Descriptors: organizational culture, storytelling, community, postmodernism, poststructuralism

Introduction

This study was designed to examine the Saturn Automobile Corporation's organizational culture and its relationship to media advertising campaigns. Such campaigns are integral to the creation, enactment and dissemination of Saturn's organizational culture. Storytelling is the central mechanism for understanding the relationship between these advertisements and how official organizational culture is institutionally crafted. It is argued here that storytelling and advertisements are used by Saturn to construct a common stock of knowledge (this terminology originated in the work of Alfred Shutz) and a sense of 'community' among its internal (employees) and external (customers, suppliers, etc.) team members.
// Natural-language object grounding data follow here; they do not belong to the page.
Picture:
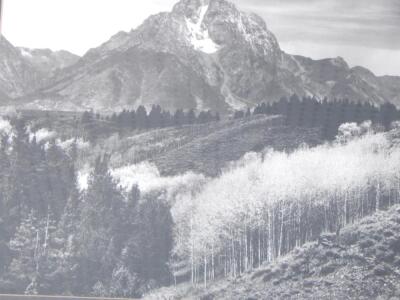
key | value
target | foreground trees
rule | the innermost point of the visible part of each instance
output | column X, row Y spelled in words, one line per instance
column 56, row 239
column 269, row 204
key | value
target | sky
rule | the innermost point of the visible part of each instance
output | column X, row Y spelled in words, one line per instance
column 363, row 32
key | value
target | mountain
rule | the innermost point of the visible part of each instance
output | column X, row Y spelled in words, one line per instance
column 204, row 54
column 17, row 75
column 48, row 61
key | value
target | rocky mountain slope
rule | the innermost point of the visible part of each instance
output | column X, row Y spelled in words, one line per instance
column 48, row 61
column 204, row 54
column 362, row 262
column 24, row 70
column 17, row 76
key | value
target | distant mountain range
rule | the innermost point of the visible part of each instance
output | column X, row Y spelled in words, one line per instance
column 204, row 54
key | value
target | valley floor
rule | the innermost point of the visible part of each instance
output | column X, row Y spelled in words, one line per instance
column 362, row 262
This mutually produced storytelling system creates a stage upon which story performances serve as keying mechanisms that assist in replacing individual worlds with an official, institutional reality.

Why Organizations Tell Stories

When organizational members use storytelling to construct their position vis-a-vis the organization, they pick up on both the story themes and on the storytelling mechanisms presented in the advertisements. Out of these advertisements, individual consumers construct meaning within the organizational milieu and make sense of organizational events. As can be seen, the construction and choice of a certain story guides the way individuals symbolically process what Saturn is and means. There is a discipline (see Foucault 1978) in stories, in that stories serve as scripts which define actors, sequence plots, and interpret past and future experience (Boje 1995). The voices of such marginal actors as former employees and/or unhappy customers are excluded. In this sense, organizational grand narratives are also oppressive. Storytelling may be seen as explanatory myth making or conceptual constructions that interpret and frame organizational situations. They may be seen as a medium of interpretive exchange among all pa rticipating actors, in which those involved continually communicate, experience, and live to 'get the story straight' (Boje 1995). Storytelling may be understood as a 'fable' that 'is no longer a ritual that manifests; it is a sign that serves as an obstacle' (Foucault 1978: 94).

It should be noted, however, that some have described storytelling as an instrument for understanding the dynamics of corporate relationships, and to develop cultural creativity (Hansen and Kahnweiler 1993; Feldman 1990). Kaye and Jacobson (1999) identified storytelling as an instrument for disseminating shared meanings within organizations; while Vendelo (1998) suggests that it is a mechanism for enhancing corporate reputation and gaining legitimacy. In a study by Covin et al. (1994), they found that storytelling is used by organizations for the diagnostic phase of planned changes. Furthermore, some scholars claim that storytelling has been used as a key tool for employee empowerment (e.g. Block 1987; Conger and Kanungo 1988; Spreitzer 1995, 1996; Breuer 1998). Others see storytelling as a vehicle for helping corporate customers to understand how products can help them succeed (Shaw et al. 1998).

Storytelling as Motivation, Discipline, or Coercion?

This leads into the main issues of the current analysis. Does storytelling communicate the shared culture, beliefs, and history of a group? Furthermore, is it a proven motivational tool that is being used in corporations large and small to educate employees and to consolidate corporate culture? (Durrance 1997). As Boje and Dennehy (1994) have suggested, 'empowerment implies that you have been disempowered. To be disem-powered is to be on the margins, to be peripheral to power, and even to have access to power denied' (1994: 204). The conclusion of Boje and Dennehy is that much of what other scholars claim to be empowerment is merely a token exercise -- an illusion. Storytelling can be seen as a disciplinary technique used by organizations to subtly coerce individuals into obedience. Such education expressed through storytelling is a sometimes subtle, sometimes not so subtle training exercise. It is a lesson in how to perform obedient, disciplined manoeuvres.